T.T.S.
FileNo.2 In Ideal Purpose On A Far Day Chapter 2-6
6
医務室横の手狭なスペースに設置されたリクライニングシートの上で、絵美は視覚デバイスを装備した顔を綻ばせた。
真っ暗闇の部屋では、視覚デバイスの起動ランプだけがぼうっと灯っている。
だが、対照的に絵美の視界は彩り豊かだった。
「ふふ、イイ感じね、そのまま二人で頑張って頂戴」
未だにギャーギャーと押し寄せる2人の文句が、赤い波となって押し寄せる。
アクティブプログラムを切り替える事でこれを回避した絵美は、真昼間のオープンカフェに座っていた。

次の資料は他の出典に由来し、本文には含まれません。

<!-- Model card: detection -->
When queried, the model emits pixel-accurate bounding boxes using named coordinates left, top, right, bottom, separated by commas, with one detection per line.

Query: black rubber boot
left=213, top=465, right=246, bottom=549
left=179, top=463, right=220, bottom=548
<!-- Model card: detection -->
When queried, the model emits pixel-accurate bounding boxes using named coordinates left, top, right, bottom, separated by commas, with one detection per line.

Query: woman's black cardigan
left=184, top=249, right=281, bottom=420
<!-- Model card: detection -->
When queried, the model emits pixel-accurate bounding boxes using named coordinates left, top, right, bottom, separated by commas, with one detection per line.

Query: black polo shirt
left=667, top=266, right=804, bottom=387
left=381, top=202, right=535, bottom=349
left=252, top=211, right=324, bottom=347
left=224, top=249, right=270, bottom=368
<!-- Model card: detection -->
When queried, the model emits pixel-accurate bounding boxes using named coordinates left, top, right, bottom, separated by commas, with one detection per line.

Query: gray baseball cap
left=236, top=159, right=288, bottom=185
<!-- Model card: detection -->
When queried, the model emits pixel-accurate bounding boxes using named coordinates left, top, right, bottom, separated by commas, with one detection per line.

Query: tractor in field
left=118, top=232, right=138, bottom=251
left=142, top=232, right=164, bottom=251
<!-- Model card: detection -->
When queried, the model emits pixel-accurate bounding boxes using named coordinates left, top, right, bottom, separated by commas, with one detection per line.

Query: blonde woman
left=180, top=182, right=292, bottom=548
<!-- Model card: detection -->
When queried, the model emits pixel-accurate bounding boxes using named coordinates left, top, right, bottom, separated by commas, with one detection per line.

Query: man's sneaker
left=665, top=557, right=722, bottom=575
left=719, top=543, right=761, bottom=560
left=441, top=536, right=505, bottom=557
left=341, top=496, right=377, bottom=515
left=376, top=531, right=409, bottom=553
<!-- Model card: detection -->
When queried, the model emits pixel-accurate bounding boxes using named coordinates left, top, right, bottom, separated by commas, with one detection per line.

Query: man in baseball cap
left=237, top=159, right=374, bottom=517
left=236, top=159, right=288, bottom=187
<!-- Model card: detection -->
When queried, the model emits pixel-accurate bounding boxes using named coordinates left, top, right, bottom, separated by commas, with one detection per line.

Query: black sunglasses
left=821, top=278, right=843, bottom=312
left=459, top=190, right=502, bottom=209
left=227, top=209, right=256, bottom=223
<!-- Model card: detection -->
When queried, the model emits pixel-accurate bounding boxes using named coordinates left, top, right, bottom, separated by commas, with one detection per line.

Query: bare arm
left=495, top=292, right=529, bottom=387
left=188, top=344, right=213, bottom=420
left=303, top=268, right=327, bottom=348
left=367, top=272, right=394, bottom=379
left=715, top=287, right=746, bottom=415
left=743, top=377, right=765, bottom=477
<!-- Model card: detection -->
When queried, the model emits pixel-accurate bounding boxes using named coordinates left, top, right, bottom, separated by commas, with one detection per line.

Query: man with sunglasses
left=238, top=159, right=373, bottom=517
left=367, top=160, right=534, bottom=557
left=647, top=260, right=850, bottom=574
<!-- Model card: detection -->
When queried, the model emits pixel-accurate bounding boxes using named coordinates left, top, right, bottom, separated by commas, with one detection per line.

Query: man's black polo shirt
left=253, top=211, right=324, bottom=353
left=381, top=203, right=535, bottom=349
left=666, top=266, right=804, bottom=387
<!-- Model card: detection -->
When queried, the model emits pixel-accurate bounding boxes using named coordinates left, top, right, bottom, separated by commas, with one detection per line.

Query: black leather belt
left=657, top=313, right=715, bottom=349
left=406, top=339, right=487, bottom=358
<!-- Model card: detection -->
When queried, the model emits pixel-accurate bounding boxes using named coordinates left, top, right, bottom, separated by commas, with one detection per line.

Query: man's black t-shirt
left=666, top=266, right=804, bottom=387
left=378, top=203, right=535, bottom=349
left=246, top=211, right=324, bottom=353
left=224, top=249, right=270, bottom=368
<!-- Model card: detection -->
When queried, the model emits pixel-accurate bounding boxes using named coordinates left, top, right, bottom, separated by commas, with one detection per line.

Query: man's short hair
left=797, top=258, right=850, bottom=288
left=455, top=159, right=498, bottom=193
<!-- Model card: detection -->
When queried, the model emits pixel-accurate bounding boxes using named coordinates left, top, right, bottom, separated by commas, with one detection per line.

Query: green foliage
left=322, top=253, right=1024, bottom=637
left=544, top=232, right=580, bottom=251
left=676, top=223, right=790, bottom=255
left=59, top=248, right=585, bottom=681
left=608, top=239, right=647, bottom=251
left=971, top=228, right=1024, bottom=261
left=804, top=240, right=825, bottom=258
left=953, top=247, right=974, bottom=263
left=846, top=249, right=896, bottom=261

目の前にはホワイトボードがあって、そこには白墨の文字が躍っている。
今、そこに一つの質問が投げられた。
《絵美、大体の事情は分かったけど、皇議員は粟生田外相の補佐でバルセロナよ。動静も確認したから間違いない。これってどういう事?》
「バルセロナ?何で?」
その疑問は、メンバーにも共通していた様だ。
《何しに行ってんの?G6の下拵えって時期でもないでしょ?》
《難民政策で奔走してるけど、その一環とか?》
誰にも心当たりはない様子を見て、絵美は別のチャンネルを展開する。
「ちょっと探ってみるわ。何か分かり次第共有する」
そこは、おもちゃ箱をひっくり返した様な空間だった。
上下を認識する指標は、常に頭上にあるモビールだけ。
シャボン玉やゴムボールが野放図に飛び回り、チャチな物から精巧な物までありとあらゆる人形や小物が漂っている。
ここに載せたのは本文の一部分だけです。